Reports suggest that USAID was well aware of these risks but proceeded anyway. The agency also remained conspicuously silent on the violence and intimidation inflicted upon those who resisted the pig cull and the economic devastation it caused. Worse still, the promised compensation from USAID to Haitian farmers rarely materialised.

If USAID helped engineer ecological disaster in rural Haiti, it also shaped the cascading socio-ecological consequences in its urban centres. After the destruction of rural livelihoods, many Haitian farmers migrated to Port-au-Prince, deepening the city’s precarious conditions. In this sense, the mass killing of Creole pigs was not an isolated act of ecocide, but a key episode in a protracted history of ecological imperialism, with USAID functioning as a primary agent in its execution.
Over the past four decades, USAID has implemented countless projects and policies facilitating land dispossession and resource extraction in Haiti—not least in its support of export processing zones and the development of the garment industry. At the same time, USAID has been implicated in multiple aid scandals and corruption cases, in its role to advance U.S. commercial interests.

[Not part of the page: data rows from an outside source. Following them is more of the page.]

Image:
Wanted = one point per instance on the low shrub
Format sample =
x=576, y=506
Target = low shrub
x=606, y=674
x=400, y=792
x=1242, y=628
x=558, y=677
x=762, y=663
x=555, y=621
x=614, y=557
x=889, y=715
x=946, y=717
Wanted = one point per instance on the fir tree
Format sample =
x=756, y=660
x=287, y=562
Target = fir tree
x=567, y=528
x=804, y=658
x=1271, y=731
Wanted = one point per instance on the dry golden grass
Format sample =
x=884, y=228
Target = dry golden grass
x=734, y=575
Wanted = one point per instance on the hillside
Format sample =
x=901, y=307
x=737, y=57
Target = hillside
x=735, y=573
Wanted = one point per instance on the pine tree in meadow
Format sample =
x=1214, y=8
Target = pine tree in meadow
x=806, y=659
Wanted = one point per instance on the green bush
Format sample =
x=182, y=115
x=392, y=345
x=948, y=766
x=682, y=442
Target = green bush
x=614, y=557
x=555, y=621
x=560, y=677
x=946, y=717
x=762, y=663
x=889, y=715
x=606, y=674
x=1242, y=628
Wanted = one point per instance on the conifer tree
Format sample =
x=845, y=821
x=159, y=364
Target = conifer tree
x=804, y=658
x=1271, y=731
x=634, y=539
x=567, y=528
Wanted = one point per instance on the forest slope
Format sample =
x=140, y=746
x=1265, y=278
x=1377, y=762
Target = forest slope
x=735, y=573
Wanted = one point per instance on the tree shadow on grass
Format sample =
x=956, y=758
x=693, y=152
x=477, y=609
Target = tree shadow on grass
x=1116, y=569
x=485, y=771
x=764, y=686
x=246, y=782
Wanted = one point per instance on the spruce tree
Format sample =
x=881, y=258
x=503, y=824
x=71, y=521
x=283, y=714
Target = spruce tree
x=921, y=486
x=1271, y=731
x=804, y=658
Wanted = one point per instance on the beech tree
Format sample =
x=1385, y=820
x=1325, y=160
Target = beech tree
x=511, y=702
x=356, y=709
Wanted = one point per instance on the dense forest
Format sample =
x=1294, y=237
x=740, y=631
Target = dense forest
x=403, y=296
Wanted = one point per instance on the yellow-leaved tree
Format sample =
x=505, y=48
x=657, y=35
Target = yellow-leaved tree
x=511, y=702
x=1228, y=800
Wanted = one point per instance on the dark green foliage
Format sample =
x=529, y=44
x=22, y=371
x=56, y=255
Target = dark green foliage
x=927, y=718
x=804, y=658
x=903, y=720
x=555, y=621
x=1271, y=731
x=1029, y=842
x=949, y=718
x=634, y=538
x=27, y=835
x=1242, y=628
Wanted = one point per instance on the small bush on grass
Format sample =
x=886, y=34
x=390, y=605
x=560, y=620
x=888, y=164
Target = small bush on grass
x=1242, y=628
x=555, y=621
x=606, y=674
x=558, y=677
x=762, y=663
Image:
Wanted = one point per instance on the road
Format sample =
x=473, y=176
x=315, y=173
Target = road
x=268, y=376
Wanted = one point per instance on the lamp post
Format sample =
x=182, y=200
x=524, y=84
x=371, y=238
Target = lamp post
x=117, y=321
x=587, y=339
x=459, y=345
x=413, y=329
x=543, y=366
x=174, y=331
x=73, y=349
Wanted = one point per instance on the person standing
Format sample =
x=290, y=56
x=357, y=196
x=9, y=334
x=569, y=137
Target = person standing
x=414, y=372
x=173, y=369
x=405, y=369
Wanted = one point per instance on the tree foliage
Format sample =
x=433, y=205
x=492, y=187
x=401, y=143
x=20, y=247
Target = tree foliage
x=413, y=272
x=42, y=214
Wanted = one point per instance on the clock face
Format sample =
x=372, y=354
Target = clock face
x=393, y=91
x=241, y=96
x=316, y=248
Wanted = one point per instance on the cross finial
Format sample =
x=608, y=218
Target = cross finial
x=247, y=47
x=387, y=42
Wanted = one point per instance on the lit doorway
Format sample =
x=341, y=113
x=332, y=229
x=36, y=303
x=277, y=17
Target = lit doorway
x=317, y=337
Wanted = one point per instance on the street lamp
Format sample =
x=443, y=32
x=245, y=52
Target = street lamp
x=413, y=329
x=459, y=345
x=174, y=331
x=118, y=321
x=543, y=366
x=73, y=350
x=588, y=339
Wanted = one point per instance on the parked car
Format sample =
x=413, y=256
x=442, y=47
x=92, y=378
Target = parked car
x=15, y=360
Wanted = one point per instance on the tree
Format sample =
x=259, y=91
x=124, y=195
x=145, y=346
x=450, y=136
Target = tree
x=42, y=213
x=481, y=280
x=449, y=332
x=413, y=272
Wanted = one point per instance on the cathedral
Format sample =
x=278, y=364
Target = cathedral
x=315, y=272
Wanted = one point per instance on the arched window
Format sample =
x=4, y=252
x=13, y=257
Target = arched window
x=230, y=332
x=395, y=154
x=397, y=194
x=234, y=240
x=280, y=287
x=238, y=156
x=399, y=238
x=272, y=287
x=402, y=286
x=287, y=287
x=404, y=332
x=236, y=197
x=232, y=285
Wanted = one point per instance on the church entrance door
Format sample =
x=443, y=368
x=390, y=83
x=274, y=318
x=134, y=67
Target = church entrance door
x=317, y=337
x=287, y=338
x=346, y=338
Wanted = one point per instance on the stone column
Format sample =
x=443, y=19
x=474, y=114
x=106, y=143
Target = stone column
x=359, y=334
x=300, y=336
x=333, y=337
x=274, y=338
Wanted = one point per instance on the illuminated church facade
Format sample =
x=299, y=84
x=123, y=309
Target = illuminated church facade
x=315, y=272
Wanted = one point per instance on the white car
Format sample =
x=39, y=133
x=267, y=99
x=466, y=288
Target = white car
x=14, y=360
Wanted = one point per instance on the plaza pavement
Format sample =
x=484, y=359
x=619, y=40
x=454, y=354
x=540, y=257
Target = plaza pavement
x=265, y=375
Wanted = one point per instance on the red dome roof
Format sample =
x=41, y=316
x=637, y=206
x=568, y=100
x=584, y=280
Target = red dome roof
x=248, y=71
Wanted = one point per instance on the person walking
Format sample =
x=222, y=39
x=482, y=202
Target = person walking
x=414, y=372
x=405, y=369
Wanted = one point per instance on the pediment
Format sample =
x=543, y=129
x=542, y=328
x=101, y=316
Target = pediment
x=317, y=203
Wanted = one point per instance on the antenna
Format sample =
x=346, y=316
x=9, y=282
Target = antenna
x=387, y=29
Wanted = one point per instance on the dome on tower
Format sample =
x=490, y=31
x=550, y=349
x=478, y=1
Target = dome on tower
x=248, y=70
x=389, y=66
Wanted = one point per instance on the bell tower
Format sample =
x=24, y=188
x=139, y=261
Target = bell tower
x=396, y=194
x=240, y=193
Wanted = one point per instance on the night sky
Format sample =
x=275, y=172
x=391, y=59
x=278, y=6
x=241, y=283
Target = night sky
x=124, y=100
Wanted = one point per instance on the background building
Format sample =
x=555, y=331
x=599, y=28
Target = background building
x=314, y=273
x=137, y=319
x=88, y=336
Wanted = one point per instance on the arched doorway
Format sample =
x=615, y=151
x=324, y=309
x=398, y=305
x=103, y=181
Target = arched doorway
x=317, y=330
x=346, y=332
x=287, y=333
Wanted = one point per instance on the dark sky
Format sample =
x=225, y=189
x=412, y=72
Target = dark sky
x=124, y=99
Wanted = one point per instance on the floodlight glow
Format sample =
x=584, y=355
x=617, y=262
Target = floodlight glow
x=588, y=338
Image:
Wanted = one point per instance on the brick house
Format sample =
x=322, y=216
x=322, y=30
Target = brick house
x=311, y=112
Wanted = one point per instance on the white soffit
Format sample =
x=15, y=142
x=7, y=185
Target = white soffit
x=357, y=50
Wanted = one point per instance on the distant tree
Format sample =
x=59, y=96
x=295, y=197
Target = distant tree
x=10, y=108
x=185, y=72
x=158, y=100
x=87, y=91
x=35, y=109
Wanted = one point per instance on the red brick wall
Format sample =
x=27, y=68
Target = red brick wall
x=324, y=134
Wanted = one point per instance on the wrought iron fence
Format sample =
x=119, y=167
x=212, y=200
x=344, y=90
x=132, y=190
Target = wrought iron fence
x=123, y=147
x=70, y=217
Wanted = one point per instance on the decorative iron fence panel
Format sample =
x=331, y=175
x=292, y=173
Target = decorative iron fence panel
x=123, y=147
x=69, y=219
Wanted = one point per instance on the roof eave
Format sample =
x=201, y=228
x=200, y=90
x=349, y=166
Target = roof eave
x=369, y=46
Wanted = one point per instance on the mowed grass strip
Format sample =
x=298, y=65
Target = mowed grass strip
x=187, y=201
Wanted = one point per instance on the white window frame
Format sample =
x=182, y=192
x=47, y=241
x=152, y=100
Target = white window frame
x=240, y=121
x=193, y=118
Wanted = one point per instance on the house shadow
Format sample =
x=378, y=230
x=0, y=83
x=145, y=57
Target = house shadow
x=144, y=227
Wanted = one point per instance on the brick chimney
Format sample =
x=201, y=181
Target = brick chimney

From Haiti’s experience, it should be clear that our current political moment demands a critical distinction between concern over the manner in which USAID is being dismantled and nostalgia for the institution itself. Rather than romanticising USAID as a benign force in global humanitarianism, it is crucial to recognise how its interventions have always followed a model of development that is ecologically destructive. From its role in restructuring agricultural economies to fuelling disaster capitalism, USAID has consistently deepened social vulnerabilities in service of U.S. interests, rather than alleviating them.
Instead of defending USAID, a more critical response would be to interrogate what kinds of alternatives—rooted in self-determination and social movements—can move beyond imperial formations of international aid. To be sure, the Trump-Musk dismantling of USAID does not represent a retreat from U.S. imperialism; rather, it represents a shift toward more overtly transactional state relations and coercive forms of domination. However, as USAID faces dissolution under a right-wing, techno-authoritarian regime, our focus should not be on mourning its demise, but rather on exploring how global solidarities can be reimagined in the wake of these institutional transformations.